TICK…..the seventh and last new world wonder visited, admired and snapped…. Being a completist, I should be filled with elation and a sense of achievement but the problem is, I’m not.
Yes impressive as it might sound, I can’t help but feel my personal achievement feels like a drop in the ocean. The world is small but sometimes I feel there are so many places to see in our brief moment on this earth. So how shall I spend my brief moment?! Before I even arrived at the last world wonder, I constantly found myself wanting to expand the “list” so I had the comfort of something to transition into….but what? Maybe the 911 UNESCO world heritage sites….! With such an expansive list, I would certainly be trying to complete that list until the day I die….is that really worth dying for?
It begs the question as to why I need a list in the first place. Sometimes I struggle with myself to live my life by lists. As I tick places off one by one, it feels like I’m formalising my passion of travelling and inadvertently strangling the romance of just being there and engrossing yourself in that moment.

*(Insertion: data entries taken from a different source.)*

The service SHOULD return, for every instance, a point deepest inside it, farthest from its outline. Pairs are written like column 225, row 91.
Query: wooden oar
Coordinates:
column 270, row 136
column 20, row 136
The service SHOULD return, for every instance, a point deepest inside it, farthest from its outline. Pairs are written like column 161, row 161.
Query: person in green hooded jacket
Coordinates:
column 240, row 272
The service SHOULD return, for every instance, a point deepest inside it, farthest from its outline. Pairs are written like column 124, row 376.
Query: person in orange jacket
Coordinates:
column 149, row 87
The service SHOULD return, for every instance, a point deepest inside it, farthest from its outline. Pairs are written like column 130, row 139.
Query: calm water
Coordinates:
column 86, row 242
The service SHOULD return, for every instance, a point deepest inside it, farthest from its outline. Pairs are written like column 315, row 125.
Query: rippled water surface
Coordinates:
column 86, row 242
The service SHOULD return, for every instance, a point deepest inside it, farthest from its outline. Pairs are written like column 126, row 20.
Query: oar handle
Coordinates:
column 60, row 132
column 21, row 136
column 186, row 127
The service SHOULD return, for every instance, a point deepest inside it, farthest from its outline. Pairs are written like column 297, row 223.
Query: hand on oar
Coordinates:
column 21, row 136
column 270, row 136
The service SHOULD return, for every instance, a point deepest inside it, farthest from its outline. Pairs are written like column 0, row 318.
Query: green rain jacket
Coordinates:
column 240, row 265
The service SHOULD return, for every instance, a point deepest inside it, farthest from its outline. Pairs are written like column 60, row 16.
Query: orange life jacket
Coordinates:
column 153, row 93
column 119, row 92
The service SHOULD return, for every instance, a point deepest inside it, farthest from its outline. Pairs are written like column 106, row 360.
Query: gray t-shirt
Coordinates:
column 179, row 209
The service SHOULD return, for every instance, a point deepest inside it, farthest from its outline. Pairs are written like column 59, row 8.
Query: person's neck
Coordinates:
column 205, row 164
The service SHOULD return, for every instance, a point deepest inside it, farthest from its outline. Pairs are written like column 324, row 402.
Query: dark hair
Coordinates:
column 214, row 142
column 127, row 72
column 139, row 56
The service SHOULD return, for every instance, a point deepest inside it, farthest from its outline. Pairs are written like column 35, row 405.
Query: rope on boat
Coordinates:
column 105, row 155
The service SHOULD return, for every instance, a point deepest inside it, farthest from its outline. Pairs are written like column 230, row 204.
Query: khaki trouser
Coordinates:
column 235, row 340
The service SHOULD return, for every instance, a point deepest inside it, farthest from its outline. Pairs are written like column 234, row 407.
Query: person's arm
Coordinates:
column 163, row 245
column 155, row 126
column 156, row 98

Travelling should be anything but formulaic; it should be about the moments like riding the back of a pickup under a starry night in the middle of a Arabian desert, holding on tightly to scooter as it a swerves in the back roads somewhere in rural Vietnam or waiting to jump out of a stuttering biplane as it circles above Rio…… but most importantly smiling as you look over to your friend/companion/partner at the situation you got yourselves into! These are my true travel wonders. A moment I strive for every time I mechanically squeeze myself on that packed commuter train at 8:38am.
I want to travel for the sake of travelling not for the sake of my own self imposed bureaucracy… And to that end I will start hoarding these travel wonders in my memory, in my world….That surely is worth dying for.